In these consolidated cases, plaintiffs appeal a summary judgment dismissing their negligence and wrongful death actions against physician Roger Smith (defendant). On review of a summary judgment, we determine whether the moving party is entitled to judgment as a matter of law. We view any evidence and all reasonable inferences to be drawn therefrom in the light most favorable to the nonmoving party. Stevens v. Bispham, 316 Or. 221, 851 P.2d 556 (1993). We reverse.
Plaintiff Zavalas is the personal representative of two children who died when Donna Shonkwiler struck them with her automobile.
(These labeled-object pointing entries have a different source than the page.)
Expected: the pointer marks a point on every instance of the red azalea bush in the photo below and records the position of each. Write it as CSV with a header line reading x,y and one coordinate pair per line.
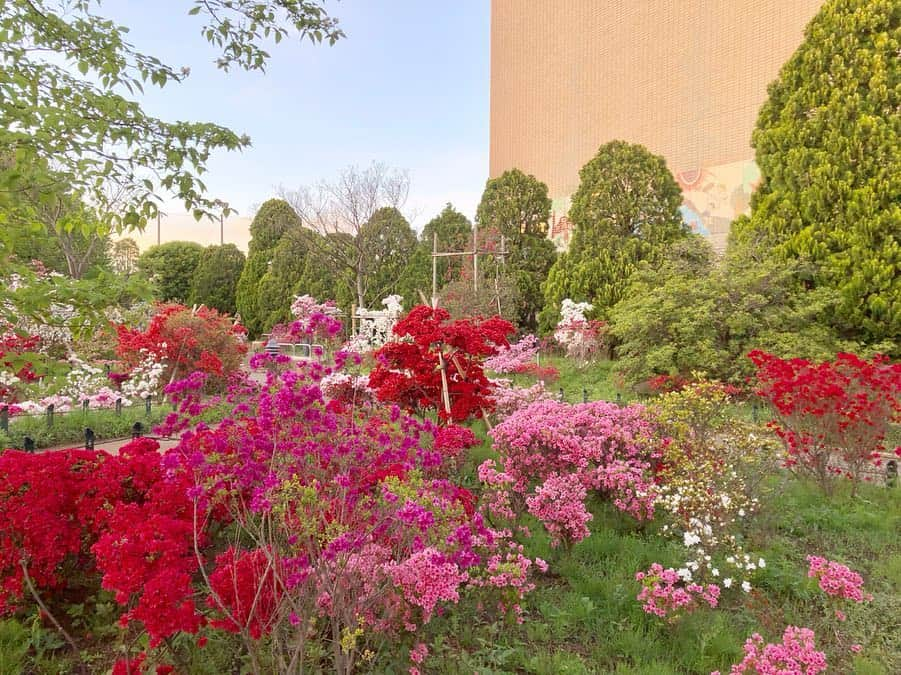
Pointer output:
x,y
351,528
409,370
186,340
833,416
552,455
76,519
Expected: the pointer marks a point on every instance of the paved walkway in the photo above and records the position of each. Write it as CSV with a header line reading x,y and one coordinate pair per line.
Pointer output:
x,y
112,446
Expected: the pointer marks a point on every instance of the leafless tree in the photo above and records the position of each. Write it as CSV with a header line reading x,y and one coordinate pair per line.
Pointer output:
x,y
340,209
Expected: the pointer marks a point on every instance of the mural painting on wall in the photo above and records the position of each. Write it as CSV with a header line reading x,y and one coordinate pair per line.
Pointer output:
x,y
713,198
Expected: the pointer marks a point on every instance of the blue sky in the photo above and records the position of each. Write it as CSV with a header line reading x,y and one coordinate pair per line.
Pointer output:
x,y
408,87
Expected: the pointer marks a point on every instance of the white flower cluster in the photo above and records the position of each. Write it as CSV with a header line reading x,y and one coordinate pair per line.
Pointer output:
x,y
375,326
145,377
83,380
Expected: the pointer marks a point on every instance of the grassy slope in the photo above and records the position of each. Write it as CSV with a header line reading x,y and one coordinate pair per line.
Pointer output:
x,y
583,617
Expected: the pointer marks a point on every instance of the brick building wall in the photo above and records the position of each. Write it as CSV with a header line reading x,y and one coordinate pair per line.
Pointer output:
x,y
683,77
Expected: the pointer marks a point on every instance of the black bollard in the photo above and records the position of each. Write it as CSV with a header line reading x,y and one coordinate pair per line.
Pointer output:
x,y
891,473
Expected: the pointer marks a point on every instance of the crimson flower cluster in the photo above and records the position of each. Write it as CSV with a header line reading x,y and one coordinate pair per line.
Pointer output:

Plaintiff Olivares is the guardian ad litem of two other children injured in the same incident. Individual plaintiffs Benjamin J. Olivares and Maria Cruz Jimenez are the parents of the injured children. Defendant treated Shonkwiler prior to the accident.
On June 14, 1988, Shonkwiler, who was on probation for a 1985 conviction for possession of heroin, had an appointment with defendant at his office. Shonkwiler made the appointment because a neighbor had told her that defendant was “easy” about prescribing the psychoactive drug Xanax. About an hour before the appointment, Shonkwiler injected herself with heroin. During the appointment she “cried and cried and cried.” She described her symptoms and depression. She also told defendant that in the past she had taken a number of prescription drugs, including lithium, Limbitrol, Mellaril, Valium and Xanax.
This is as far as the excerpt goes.